Ramiro Quirarte

When Ramiro Quirarte of Campbell, Ohio, reflects on his life, he credits his parents for placing him “in the hands of God.”  His journey from a small village in the Sonoran desert of Mexico to retirement from a steel mill in the Mahoning Valley is a story of hard work, family, and most of all, faith.

Ramiro was only fourteen years old when his father informed him that he would soon be joining his older brother to work in the United States.  Out of eight children from a poor rural region of northern Mexico, only Ramiro and his brother would leave home to look for “a better way to making a living.” Instructed to follow and obey his older brother, Ramiro crossed the border at Juarez and went to the American consulate to present his documents.  He gained entry to the United States for a minimum of six months.  He could not have predicted that he would stay more than sixty years.

Ramiro and his brother became migrant workers in Texas, Arkansas, Missouri, and Tennessee, but it was nearly impossible to get ahead.  After the first year, the brothers had seventy dollars between them.  A year later, they still had the same seventy dollars.

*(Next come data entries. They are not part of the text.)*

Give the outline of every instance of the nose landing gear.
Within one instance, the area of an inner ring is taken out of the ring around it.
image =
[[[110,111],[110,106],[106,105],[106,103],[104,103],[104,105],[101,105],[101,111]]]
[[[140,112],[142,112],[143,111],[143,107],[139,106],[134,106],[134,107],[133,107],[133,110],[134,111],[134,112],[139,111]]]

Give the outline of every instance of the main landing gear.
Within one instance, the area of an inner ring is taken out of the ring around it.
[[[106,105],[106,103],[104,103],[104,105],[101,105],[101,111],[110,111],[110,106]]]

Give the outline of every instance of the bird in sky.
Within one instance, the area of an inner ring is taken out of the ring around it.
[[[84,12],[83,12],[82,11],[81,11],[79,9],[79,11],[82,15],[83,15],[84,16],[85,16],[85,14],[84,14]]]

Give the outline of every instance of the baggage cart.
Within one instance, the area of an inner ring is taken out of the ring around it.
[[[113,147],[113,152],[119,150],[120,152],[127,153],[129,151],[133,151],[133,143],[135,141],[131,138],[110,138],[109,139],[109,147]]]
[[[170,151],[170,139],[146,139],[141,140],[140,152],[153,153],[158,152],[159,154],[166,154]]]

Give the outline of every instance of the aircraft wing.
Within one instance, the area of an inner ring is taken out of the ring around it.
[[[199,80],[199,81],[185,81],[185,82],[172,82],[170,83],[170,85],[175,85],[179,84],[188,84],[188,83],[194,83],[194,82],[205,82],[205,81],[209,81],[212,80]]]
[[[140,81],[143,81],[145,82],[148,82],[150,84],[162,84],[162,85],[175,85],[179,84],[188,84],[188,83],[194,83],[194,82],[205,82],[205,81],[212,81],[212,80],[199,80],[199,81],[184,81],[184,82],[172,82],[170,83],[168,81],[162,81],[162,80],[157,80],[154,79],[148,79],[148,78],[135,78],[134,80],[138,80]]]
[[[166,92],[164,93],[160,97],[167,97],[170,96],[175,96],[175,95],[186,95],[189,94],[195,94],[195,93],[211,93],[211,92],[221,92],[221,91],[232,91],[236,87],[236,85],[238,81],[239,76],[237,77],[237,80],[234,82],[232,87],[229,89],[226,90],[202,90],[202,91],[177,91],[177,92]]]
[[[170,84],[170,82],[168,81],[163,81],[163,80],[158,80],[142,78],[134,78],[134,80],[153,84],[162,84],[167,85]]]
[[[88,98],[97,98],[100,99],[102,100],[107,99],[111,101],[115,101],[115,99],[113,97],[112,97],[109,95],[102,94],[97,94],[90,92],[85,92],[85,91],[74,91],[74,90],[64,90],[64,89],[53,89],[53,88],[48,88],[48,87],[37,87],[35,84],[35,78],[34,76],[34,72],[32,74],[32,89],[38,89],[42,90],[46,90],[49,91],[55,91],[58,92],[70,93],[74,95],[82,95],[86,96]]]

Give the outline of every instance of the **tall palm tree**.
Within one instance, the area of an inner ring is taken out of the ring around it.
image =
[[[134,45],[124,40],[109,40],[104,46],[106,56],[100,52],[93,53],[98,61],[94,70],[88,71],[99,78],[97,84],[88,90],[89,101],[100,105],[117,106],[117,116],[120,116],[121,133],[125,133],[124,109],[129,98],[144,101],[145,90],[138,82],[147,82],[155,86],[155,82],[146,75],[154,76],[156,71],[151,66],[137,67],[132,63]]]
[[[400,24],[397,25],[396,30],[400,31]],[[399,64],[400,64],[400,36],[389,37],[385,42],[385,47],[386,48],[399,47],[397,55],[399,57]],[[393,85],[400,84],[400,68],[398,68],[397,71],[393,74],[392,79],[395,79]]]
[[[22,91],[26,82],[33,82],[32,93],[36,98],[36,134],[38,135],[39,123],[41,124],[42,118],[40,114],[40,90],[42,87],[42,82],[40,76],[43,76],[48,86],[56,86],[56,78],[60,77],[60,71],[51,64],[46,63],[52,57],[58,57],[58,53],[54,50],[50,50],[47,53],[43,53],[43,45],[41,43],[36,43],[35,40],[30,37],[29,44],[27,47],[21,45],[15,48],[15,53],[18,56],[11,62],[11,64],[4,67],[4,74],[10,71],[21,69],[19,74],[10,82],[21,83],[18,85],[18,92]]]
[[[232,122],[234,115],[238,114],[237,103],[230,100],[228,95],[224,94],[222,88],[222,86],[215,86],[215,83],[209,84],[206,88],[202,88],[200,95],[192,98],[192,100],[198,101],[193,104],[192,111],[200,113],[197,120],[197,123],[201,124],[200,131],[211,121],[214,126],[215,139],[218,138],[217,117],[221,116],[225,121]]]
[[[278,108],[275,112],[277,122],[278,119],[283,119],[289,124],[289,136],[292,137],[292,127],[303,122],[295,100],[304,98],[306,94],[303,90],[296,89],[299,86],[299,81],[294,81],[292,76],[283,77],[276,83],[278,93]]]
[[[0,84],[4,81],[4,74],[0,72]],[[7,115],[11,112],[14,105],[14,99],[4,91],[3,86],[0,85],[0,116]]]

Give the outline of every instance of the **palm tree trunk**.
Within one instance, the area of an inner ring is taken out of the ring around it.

Ramiro wanted to head north and try for an industrial job.

In 1948, the Quirartes arrived in Chicago, Illinois, completely unprepared for the bitter cold of the Windy City.  Ramiro landed a cleaning job at a bakery, but his brother became ill with pneumonia. Christmas in Chicago was an especially sad time for Ramiro.  Still, he continued to seek a “better way to make a living.”

Ramiro took a job as a water boy for the railroad and then became a brickmaker in Rockford, Illinois.  At the brick factory, he met a man headed for the plentiful jobs that western Pennsylvania offered at that time.  Ramiro wanted to go, but his brother, just recovered from pneumonia, wanted to live in a warmer climate.  Wishing Ramiro well, his brother bought a one-way ticket to California.  Ramiro followed the man from the brick factory to Farrell, Pennsylvania.  He was now eighteen years old and on his own.

The language barrier was Ramiro’s first obstacle to overcome. He faced another obstacle, racism, when he applied for a job at Sharon Steel Company. No other Mexicans worked there, but he got the job and stayed at that mill until it closed in 1993.

While working at the mill, he also met an “American lady” who became his wife.  They had been married for forty-nine years when she passed away a few years ago.  Alone again, Ramiro reconnected with his Catholic faith and with the Latin American community that is at the center of St. Rosa of Lima Church in Campbell, Ohio.

Ramiro sympathizes with the challenges immigrants face but he feels grateful to his parents and his adopted country for giving him the opportunity to better his life. For Ramiro Quirarte, Campbell, Ohio is “home, sweet home.”